While almost unrecorded in history, there is ample evidence to suggest that war and violence attended Canada’s Aboriginal peoples. The European settlement of Newfoundland and Quebec began as the nation-states of Europe positioned themselves in a period of strategic rivalry. The long contest between France and England determined the future of Canada – a process that was advanced by American-British conflicts and tensions between 1775 and 1867. Canada’s first real sense of itself as a nation developed in the First World War, and was further enhanced in the Second.
One might think that, for a nation conceived, shaped, born and matured as a result of conflict, Canada might have a really good museum on the subject. Guess what? We don’t.

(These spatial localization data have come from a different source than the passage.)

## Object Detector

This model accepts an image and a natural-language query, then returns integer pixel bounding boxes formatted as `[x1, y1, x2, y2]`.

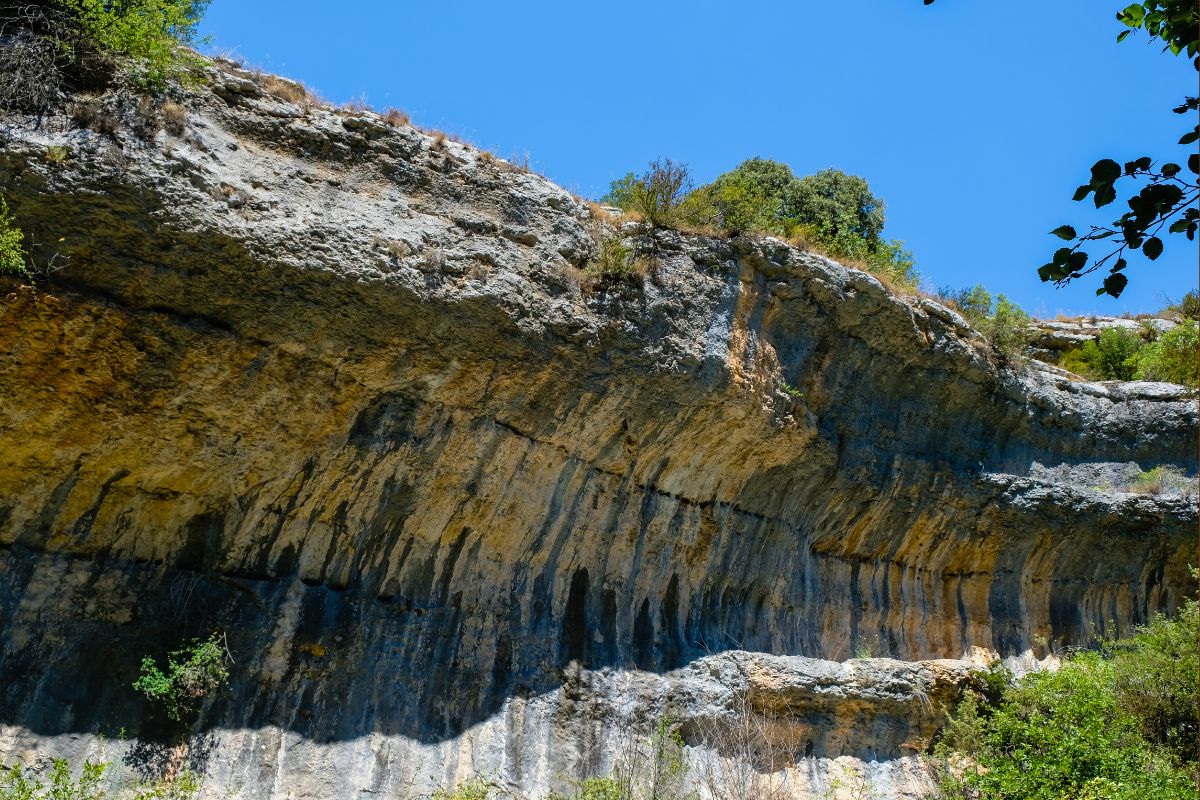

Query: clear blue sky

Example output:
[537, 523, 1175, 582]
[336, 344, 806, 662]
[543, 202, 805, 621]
[199, 1, 1197, 316]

Recent years and Ottawa’s antipathy to all things military have been unkind to the Canadian War Museum. Even in the 1970s, the majority of its collection was warehoused (often poorly) as the tiny building on Sussex Drive and its pathetic annex couldn’t house anything but a tiny fraction of an impressive collection of artifacts, trophy arms and art. Our national capital’s third industry, after government and electronics, is tourism. Moreover, a capital city is supposed to be a centerpiece of a nation’s history and culture. Ottawa does have some impressive museums, and manages to construct a new one every few years.
Starting the 1970s, the Museum of Natural History (in an impressive Victorian edifice) was restored and the cultural/anthropological collection was moved to the vast new Museum of Civilization on the Hull side of the Ottawa River. Contemporary aesthetics being what they are, the cultural illuminati have raved about the appearance of the new Museum of Civilization. The sort of people who are incapable of seeing the emperor’s new clothes have likened the building to a giant cow-flop bleaching in the sun.
In the 1970s, a vast new museum of science and technology was developed. Since then, the National Art Gallery has shifted into an impressive new tower of glass and light. Even the Aviation Museum got improved quarters in a gigantic new hanger. The War Museum has quietly sat in its tiny little building – almost unwanted and unloved. Unfortunately, like a neglected nestling, its squawking got some attention in the 1990s. First, it was placed under the aegis of the Museum of Civilization – which meant that another museum would be able to supervise its budget and programs. Among the unwelcome proposals that were put forward was a suggestion to rename it as the “The Museum of Conflict and Peacekeeping”.
Another proposal was to include a permanent Holocaust exhibit on the site. Notwithstanding the nature of the tragedy, it really had little to do with Canada at the time, nor would a memorial to the 5.3 million European Jews killed by the Nazis be all that fair to the other 15.6 million other victims of Nazi totalitarianism. Moreover, concentrating on the Nazis would exclude the victims of other totalitarian regimes that Canadians have fought against – including Imperial Japan, the Soviet Union and Communist China. In any event this proposal was shelved, but the controversy underscored the fact that the War Museum was critically short of space.
While the War Museum remains under the control of the Museum of Civilization, it was able to call on some excellent help to review its position and make suggestions for the future. Barney Danson, a veteran infantryman from WW II and one-time Liberal minister of Defence, was called on to look at the issue and Jack Granatstein, (one of Canada’s leading military historians) also became involved. The net result is that the War Museum is to receive a more spacious building – one that will permit a much larger portion of its art and artifacts to be displayed.
There is just one last hiccup. The former RCAF station at Rockcliffe Park in eastern Ottawa has plenty of room and is home to the Aviation Museum. It would have been a natural and perfect partnership to co-locate the War Museum beside it. Alas, when Jean Chretien first came to Ottawa, a large tract of slum housing and dirty industry lay sprawled to the west of the downtown core. The La Breton Flats was demolished as an eyesore and has remained undeveloped since. Sometime in the immediate future, the long empty area will be revitalized with a new series of developments. Unkind rumor has it this revitalization might be a tribute of sorts to a long-serving Prime Minister. The first of the buildings slated to go into the former slum area will be the new War Museum.
Oh well… perfect solutions are unnatural in Ottawa and complaints after long neglect are ungracious. Still, a Rockcliffe site for the new War Museum would have been perfect.